Carluccio.   Che me ne diano ottanta.
Conte. Non vi è caso.
Carluccio.   Cospetto! anderò pei sessanta;
Ma voglio una scrittura con arte simulata
Di trecento zecchini per onor mio firmata.
Conte. Sì, ma accordar dovete siavi un zecchin levato,
Ogni volta che dite di essere raffreddato.
Carluccio. Vo’ cantar quando voglio.
Conte.   Non si fa più il contratto.
Carluccio. Via, per lei, signor Conte, canterò ad ogni patto.
Conte. Bravo! il vostro onorario sarà sicuro e pronto.
Carluccio. Non si potrebbe avere qualche denaro a conto?
Conte. Scriverò all’impresario.
Carluccio.   Ella non ha quattrini?
Conte. Non son io quel che paga.
Carluccio.   Mi presti due zecchini.
Conte. Vo da una virtuosa, e poi ne parleremo.

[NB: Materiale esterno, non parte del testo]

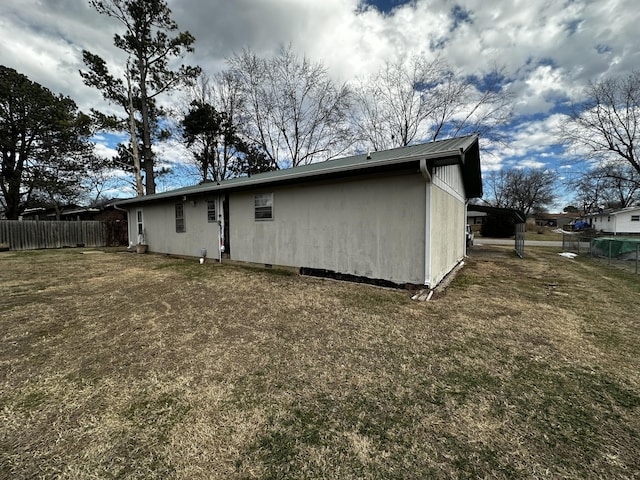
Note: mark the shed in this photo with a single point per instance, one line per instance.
(395, 216)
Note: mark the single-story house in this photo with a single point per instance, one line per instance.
(397, 215)
(617, 222)
(559, 220)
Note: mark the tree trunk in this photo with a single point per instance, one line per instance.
(147, 153)
(134, 140)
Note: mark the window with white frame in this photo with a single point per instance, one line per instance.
(211, 211)
(139, 222)
(180, 227)
(263, 206)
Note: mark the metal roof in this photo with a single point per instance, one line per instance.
(461, 150)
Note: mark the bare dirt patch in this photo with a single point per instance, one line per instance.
(141, 366)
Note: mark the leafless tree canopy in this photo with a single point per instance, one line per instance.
(406, 102)
(606, 126)
(294, 111)
(613, 184)
(528, 190)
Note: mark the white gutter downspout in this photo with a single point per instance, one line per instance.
(424, 170)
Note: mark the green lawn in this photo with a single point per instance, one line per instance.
(116, 365)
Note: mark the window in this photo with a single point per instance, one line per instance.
(263, 203)
(179, 218)
(139, 221)
(211, 212)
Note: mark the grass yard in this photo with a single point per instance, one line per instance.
(116, 365)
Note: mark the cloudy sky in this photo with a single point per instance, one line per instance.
(550, 49)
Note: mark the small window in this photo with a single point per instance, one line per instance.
(211, 212)
(139, 221)
(179, 218)
(263, 203)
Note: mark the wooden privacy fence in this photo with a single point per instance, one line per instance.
(35, 234)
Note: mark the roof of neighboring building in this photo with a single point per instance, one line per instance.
(518, 216)
(464, 151)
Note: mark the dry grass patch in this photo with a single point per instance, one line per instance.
(117, 365)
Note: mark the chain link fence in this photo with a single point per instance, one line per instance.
(621, 252)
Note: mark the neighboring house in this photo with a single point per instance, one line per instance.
(555, 219)
(397, 215)
(476, 218)
(616, 222)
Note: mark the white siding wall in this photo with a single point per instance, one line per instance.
(369, 227)
(448, 221)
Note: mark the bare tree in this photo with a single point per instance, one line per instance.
(610, 185)
(147, 41)
(421, 100)
(213, 127)
(606, 125)
(528, 190)
(294, 111)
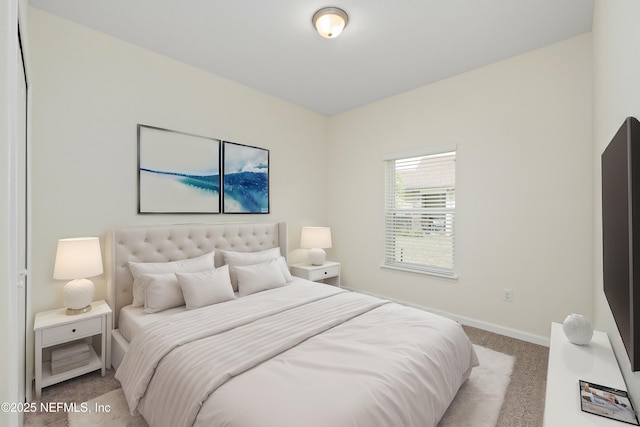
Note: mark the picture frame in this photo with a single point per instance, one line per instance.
(245, 179)
(607, 402)
(178, 172)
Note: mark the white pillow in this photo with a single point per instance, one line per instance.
(259, 277)
(234, 259)
(191, 265)
(163, 292)
(206, 287)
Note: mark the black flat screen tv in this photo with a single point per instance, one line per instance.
(621, 234)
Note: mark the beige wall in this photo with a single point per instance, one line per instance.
(8, 329)
(616, 95)
(89, 92)
(524, 189)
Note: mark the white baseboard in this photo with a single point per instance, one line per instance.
(486, 326)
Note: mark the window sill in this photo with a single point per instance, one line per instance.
(453, 277)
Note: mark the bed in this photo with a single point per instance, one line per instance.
(271, 349)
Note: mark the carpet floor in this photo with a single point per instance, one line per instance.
(519, 409)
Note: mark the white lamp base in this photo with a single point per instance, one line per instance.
(317, 256)
(77, 296)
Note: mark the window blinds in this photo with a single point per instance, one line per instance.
(420, 213)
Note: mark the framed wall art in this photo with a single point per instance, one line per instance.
(177, 172)
(245, 179)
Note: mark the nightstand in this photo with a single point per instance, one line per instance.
(54, 328)
(328, 273)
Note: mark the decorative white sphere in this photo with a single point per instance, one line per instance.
(577, 329)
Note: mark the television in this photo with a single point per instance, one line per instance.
(621, 234)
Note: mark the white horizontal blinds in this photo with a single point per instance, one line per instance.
(420, 213)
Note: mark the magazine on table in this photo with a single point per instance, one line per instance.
(607, 402)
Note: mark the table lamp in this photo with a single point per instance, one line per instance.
(316, 239)
(78, 258)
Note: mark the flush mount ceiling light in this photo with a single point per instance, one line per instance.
(330, 21)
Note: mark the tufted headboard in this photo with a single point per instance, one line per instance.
(176, 242)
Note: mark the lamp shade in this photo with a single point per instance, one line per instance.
(78, 258)
(315, 237)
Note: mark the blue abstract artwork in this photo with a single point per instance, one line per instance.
(177, 172)
(245, 179)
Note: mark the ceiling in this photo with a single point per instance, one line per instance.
(388, 47)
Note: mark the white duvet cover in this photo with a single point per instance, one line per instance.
(301, 355)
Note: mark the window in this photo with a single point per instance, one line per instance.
(420, 200)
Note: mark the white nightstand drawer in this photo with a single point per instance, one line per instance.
(323, 273)
(71, 331)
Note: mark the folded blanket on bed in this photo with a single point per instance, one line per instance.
(226, 347)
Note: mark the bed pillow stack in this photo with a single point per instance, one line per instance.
(196, 283)
(157, 287)
(253, 272)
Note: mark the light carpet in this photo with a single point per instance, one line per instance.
(477, 403)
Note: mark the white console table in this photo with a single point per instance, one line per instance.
(569, 363)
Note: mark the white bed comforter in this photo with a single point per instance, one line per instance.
(301, 355)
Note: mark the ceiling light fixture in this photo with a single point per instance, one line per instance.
(330, 21)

Carluccio. Se mi fa questa grazia...
Conte.   Sì, sì, ci rivedremo.
(entra nella locanda)
Carluccio. Che caro signor Conte! Teme ch’io non li renda?
Due miseri zecchini sono una gran faccenda?
È una somma leggiera, ch’io non stimo niente,
E quando ne guadagno, li spendo allegramente.
È vero che ho dei debiti, ma un dì li pagherò:
Col tempo e colla paglia anch’io maturerò.
Se vado in Portogallo, se vado in Alemagna,
Porterò via un baule di dobloni di Spagna;
E tornerò in Italia a fabricar palazzi,
E porterò alle scarpe le fibbie coi topazzi,
E cambierò ogni giorno un abito guarnito,
Pieno di tabacchiere, e di brillanti in dito.